El murmullo de las conversaciones disminuyó. Todos los ojos en la pequeña taberna convergieron furtivamente en aquella figura desastrada.

Al recortarse contra el fuego del hogar, el extraño recordaba una marioneta enorme y mal elaborada. Le faltaba un brazo, como lo demostraba su manga derecha prendida al hombro con un alfiler, de forma que fue su mano izquierda la que se ocupó de quitar las ropas malolientes que envolvían su cuerpo. De manera habilidosa, la mano viuda quitó varios de aquellos ropajes, pero la húmeda figura que dejó al descubierto se reveló no menos informe. A todo esto, el desconocido no se quitó la capucha de la cabeza, una cabeza que parecía ser dos tallas menor que su cuerpo. Bajo la capucha, el rostro era viejo y amarillento, dotado de unos labios tiesos por el frío, una estrecha barba negra y una nariz ganchuda. La impresión general era de que su gran corpachón casaba mal con aquella cabeza de marioneta en la que estaba inscrito su rostro.

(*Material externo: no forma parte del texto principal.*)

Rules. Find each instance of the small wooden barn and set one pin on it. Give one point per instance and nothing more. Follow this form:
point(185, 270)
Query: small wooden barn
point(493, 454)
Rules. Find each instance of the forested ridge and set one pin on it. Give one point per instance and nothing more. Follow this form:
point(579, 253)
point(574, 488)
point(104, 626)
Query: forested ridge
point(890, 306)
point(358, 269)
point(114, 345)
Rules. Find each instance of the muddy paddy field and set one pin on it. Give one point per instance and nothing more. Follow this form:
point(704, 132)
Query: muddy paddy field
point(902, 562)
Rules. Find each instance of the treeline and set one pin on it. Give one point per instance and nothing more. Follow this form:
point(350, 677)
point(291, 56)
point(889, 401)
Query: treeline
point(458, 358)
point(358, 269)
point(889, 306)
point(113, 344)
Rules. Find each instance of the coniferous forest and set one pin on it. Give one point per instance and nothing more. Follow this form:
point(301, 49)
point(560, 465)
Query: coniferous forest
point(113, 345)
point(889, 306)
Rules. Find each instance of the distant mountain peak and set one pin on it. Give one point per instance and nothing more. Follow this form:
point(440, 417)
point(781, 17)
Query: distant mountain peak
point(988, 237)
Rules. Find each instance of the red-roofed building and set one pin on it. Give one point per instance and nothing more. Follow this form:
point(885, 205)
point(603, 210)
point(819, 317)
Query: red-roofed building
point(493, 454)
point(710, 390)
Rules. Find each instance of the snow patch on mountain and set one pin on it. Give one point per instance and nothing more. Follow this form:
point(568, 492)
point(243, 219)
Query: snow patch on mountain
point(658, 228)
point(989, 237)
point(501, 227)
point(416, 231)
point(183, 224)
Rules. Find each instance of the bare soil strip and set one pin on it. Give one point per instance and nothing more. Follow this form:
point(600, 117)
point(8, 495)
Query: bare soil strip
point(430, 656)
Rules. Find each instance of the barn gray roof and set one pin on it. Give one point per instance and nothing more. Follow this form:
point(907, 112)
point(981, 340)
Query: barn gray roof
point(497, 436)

Cuando habló, su voz hueca y áspera lengua hicieron que todos los parroquianos se sobresaltaran ligeramente.

—¿Alguien está dispuesto a desprenderse de una moneda de plata que me permita pagar un cuenco de sopa de sangre y una jarra de cerveza?

Por toda respuesta, los demás le miraron con la expresión vacía e inconmovible. Ni siquiera Horace, el tabernero que estaba detrás de la barra, se mostró dispuesto a darle un vaso de agua al forastero. Según parecía, todos preferían arrostrar la posibilidad de enfrentarse a su ira antes que aportarle un poco de sustento.